Il Giro d’Italia Next Gen ha trasformato Bacoli e l’intera area flegrea in una grande vetrina internazionale, portando sulle strade e sul mare dei Campi Flegrei una festa di sport, comunità, paesaggio e inclusione. Le immagini della quinta tappa, la Bacoli-Bacoli di 139 chilometri, sono state trasmesse nei Paesi collegati dai cinque continenti, offrendo al mondo uno dei panorami più suggestivi dell’area metropolitana di Napoli: il mare di Miliscola, il Lago Miseno, la Casina Vanvitelliana, il Lago Fusaro, Monte di Procida, Baia, Cuma e l’intero anfiteatro naturale e vulcanico dei Campi Flegrei.
A vincere sul rettilineo di Miliscola è stato il belga Matisse Van Kerckhove, protagonista di una giornata intensa e selettiva, segnata da continui attacchi, saliscendi impegnativi e dallo strappo di Mofete, con pendenze fino al 15%. Il successo di tappa ha consegnato al corridore anche la maglia rosa di leader della classifica generale, suggellando una frazione che ha unito spettacolo agonistico e promozione del territorio. Il circuito, ripetuto sette volte, ha messo alla prova il gruppo lungo un tracciato nervoso, tecnico e scenografico, capace di raccontare insieme la fatica del ciclismo e la bellezza millenaria dei luoghi attraversati.
La partenza nei pressi della Piscina Mirabilis, tra le più grandi cisterne romane dell’antichità, ha subito immerso la corsa in una cornice storica unica. Da lì i corridori hanno attraversato un paesaggio archeologico e vulcanico che conserva le tracce dell’otium romano, costeggiando il Parco Archeologico delle Terme di Baia e risalendo verso il Campo delle Mofete.

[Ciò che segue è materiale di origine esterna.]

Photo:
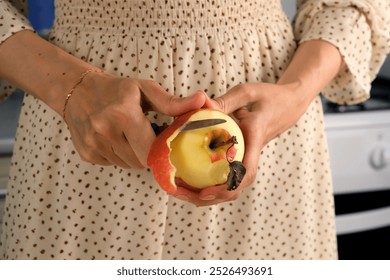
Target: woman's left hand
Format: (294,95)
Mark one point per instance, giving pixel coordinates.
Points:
(263,112)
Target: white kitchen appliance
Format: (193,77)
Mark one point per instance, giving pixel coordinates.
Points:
(359,146)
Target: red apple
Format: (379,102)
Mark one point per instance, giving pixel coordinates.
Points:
(200,157)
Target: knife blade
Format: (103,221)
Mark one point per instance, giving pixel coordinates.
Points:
(201,124)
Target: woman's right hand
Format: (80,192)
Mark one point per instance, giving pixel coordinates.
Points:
(106,119)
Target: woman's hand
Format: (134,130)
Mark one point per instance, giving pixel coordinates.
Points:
(263,112)
(266,110)
(105,116)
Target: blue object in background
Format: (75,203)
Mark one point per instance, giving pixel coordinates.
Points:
(41,14)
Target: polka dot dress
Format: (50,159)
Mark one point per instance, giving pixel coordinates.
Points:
(59,207)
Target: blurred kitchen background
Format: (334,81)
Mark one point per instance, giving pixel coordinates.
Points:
(359,144)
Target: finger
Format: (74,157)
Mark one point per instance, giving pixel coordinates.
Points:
(235,98)
(253,145)
(139,136)
(168,104)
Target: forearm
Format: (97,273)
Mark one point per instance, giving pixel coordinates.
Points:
(40,68)
(313,66)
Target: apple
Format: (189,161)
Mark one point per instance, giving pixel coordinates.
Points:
(201,157)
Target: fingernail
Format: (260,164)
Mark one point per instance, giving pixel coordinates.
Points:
(182,197)
(209,197)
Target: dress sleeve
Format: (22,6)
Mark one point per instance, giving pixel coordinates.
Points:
(12,19)
(360,29)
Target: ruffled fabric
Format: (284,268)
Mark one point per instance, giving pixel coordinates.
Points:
(360,29)
(12,19)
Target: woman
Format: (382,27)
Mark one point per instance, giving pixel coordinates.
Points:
(79,186)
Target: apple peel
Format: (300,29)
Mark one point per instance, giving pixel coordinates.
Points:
(165,172)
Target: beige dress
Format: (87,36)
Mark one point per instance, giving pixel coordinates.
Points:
(60,207)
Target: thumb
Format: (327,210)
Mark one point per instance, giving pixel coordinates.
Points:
(175,106)
(235,98)
(161,101)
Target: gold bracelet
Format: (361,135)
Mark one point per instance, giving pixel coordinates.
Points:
(69,95)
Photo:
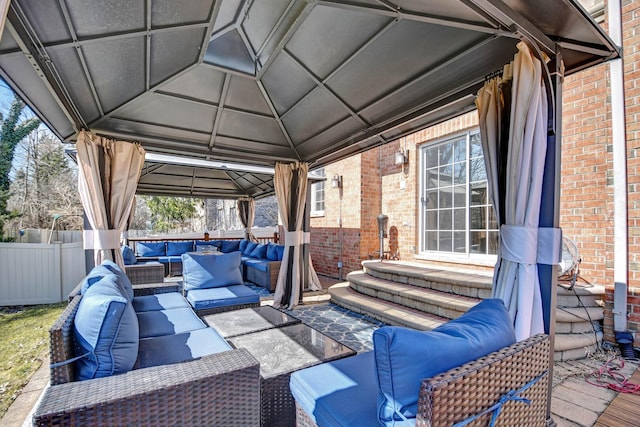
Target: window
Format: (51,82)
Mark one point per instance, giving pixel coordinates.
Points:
(456,215)
(317,195)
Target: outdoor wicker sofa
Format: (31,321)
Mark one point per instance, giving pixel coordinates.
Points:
(371,389)
(199,387)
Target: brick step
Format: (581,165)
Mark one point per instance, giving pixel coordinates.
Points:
(576,346)
(589,296)
(427,300)
(469,283)
(384,311)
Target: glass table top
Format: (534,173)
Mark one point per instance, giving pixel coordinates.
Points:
(289,348)
(244,321)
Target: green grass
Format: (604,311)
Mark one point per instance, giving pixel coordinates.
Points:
(24,345)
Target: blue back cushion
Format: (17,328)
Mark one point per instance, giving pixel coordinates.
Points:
(230,246)
(405,356)
(201,271)
(259,252)
(151,248)
(123,279)
(249,248)
(128,255)
(178,248)
(272,252)
(105,331)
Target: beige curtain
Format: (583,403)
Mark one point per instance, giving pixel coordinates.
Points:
(247,213)
(513,114)
(108,174)
(296,271)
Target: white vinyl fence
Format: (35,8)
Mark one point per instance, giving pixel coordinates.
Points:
(39,273)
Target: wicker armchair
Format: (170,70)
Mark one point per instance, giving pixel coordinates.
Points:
(469,390)
(219,389)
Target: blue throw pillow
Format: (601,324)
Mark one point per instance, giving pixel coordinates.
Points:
(202,271)
(259,252)
(272,252)
(178,248)
(123,279)
(128,255)
(249,248)
(98,272)
(149,249)
(230,246)
(405,356)
(105,331)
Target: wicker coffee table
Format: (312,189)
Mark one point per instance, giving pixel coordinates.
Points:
(280,352)
(248,320)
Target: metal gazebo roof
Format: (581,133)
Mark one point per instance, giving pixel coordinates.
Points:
(257,82)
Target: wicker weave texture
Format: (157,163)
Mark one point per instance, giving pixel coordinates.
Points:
(220,389)
(214,310)
(470,389)
(140,274)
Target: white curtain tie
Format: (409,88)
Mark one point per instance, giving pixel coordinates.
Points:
(101,239)
(297,238)
(531,245)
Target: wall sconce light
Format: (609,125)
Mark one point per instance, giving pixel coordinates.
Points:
(402,157)
(336,181)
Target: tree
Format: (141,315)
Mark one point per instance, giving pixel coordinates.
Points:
(45,185)
(13,130)
(171,213)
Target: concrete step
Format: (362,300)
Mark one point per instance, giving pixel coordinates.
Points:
(465,282)
(384,311)
(441,304)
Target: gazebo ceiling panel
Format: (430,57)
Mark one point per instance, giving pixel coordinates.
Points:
(199,83)
(171,12)
(106,17)
(116,68)
(325,40)
(167,111)
(172,51)
(286,83)
(282,80)
(244,94)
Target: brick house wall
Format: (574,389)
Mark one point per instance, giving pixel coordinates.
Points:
(586,211)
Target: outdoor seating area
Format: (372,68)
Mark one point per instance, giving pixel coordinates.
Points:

La discesa verso il Lago Fusaro ha offerto una delle immagini simbolo della giornata, con la Casina Vanvitelliana riflessa nelle acque, mentre il percorso si apriva poi verso l’antica Cuma, Torregaveta e il promontorio di Monte di Procida.
Proprio Monte di Procida ha rappresentato uno dei momenti più spettacolari della tappa. La salita tra Piazza XXVII Gennaio e la Chiesa della Madonna Assunta ha condotto il gruppo fino al Belvedere Stupor Mundi, punto più alto del circuito e sede del Gran Premio della Montagna. Da lì lo sguardo abbraccia Ischia, Procida, Napoli, il Vesuvio e l’intero arco flegreo, restituendo alle telecamere internazionali una cartolina di straordinaria forza visiva. La discesa ha riportato poi i corridori verso Miliscola, il Lago Miseno e il lungomare, fino al traguardo davanti al profilo del Castello Aragonese di Baia e alle acque del Parco Archeologico Sommerso.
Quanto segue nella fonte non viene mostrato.